Во времена Византии имперский миф, переработанный Мефодием, каковой связал его с легендами об Александре Великом, также принял на вооружение некоторые из рассмотренных нами мотивов. Здесь мы вновь находим тему царя, считавшегося мёртвым, но пробудившегося ото сна, дабы основать новый Рим; после его непродолжительного правления опять восстают народы Гога и Магога, коим Александр преградил путь, и происходит «последняя битва».[66]
Эта же идея обретет новую жизнь и всестороннее развитие в гибеллинском движении Средних Веков. Ожидаемый император, который никогда не умирал, но сокрылся, удалившись в незримый или недоступный центр, обретает здесь черты того или иного из важнейших правителей Священной Римской Империи: Карла Великого, Фридриха I или Фридриха II. Сопутствующая тема разорённого или опустошённого королевства, ожидающего возрождения, находит своё отражение в сюжете о Сухом Древе. Сухое Древо, связанное с местоположением Правителя Вселенной, опять зазеленеет с явлением новой манифестации Империи и с победой над силами Тёмной Эпохи, кои представлены, в соответствии с новой религией и библейско-христианской терминологией, народами Гога и Магога, чей натиск начнётся с пришествием Антихриста.
Христианское прочтение этих древних символов не избавляет, тем не менее, фигуры Фридриха II либо Артура, спящего на горе, или его рыцарей, бросающихся в сражение с горной вершины, от связи с древними языческо-нордическими воззрениями, а именно, с представлениями о Вальгалле, горе – жилище Одина, вождя «божественных героев» или сонма душ павших воинов, доставленных сюда женщинами (валькириями). Сей сонм описывается и как Wildes Heer,[67] и как мистическая рать, коя, ведомая Одином, начнёт «последнюю битву» со «стихийными сущностями».

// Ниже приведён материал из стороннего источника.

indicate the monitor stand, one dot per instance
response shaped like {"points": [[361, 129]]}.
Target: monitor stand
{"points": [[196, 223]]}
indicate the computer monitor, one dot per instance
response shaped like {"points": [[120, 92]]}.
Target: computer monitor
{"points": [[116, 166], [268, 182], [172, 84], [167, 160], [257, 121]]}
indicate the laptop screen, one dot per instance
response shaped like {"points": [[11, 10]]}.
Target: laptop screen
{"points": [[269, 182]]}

На протяжении золотого века западного рыцарства и гибеллинства эта легенда будет являть себя в бесчисленных вариантах. Пророческий пафос, связанный с приходом «третьего Фридриха», в конце концов, придаст ей соответствующее звучание, выраженное в энигматической формуле императора, который жив и не жив: «Oculus eius morte claudet abscondita supervivetque, sonabit et in populis: vivit, поп vivit, uno ex pullis pullisque pullorum superstite» [Смерть закроет его глаза и лишит их зрения, однако, он выживет и будет петь среди людей. Он жив и не жив, с распустившимися ветвями, но в то же время лишённый новых побегов]. «Он жив и не жив»: слова из прорицания Сивиллы, выражающие тайну средневековой цивилизации в её сумерках. Образы раненого короля, спящего короля, короля умершего, но кажущегося живым, и живого, но кажущегося мёртвым, являют собой тождественные и имеющие общую сердцевину символы, кои мы вновь обнаруживаем в цикле Грааля. Эти символы обретают особое влияние и энергию, когда достигает кульминации последнее усилие Запада, направленное на собственное преображение с целью создать великую цивилизацию, коя основывалась бы на мужественной духовности и традиционной имперской идее.
Глава 11. Фридрих, пресвитер Иоанн и Имперское Древо
Древняя итальянская поэма повествует о том, как «пресвитер Иоанн, благородный индийский владыка» направил посольство к императору Фридриху (предположительно, Фридриху II), коего признавал за «зерцало мира», дабы узнать, насколько тот «мудр в своих словах и поступках». Он послал ему три камня, а также поинтересовался, что император считает наилучшей вещью на свете. Фридрих, гласит легенда, принял камни и не спросил об их ценности; что же до заданного вопроса, он ответил, что «мера» есть лучшая вещь на свете. Из всего этого пресвитер Иоанн заключил, что «император мудр в словах, но не в деяниях, ибо не осведомился о силе камней, коя была столь велика». Он счёл, что со временем камни сии «потеряют свою ценность, поскольку император так и не узнал, какова же она», и потребовал их назад. В особенности же речь шла о том из них, каковой волшебным образом мог делать невидимым и о котором Фридриху было сказано, что он «стоит больше, чем вся твоя империя».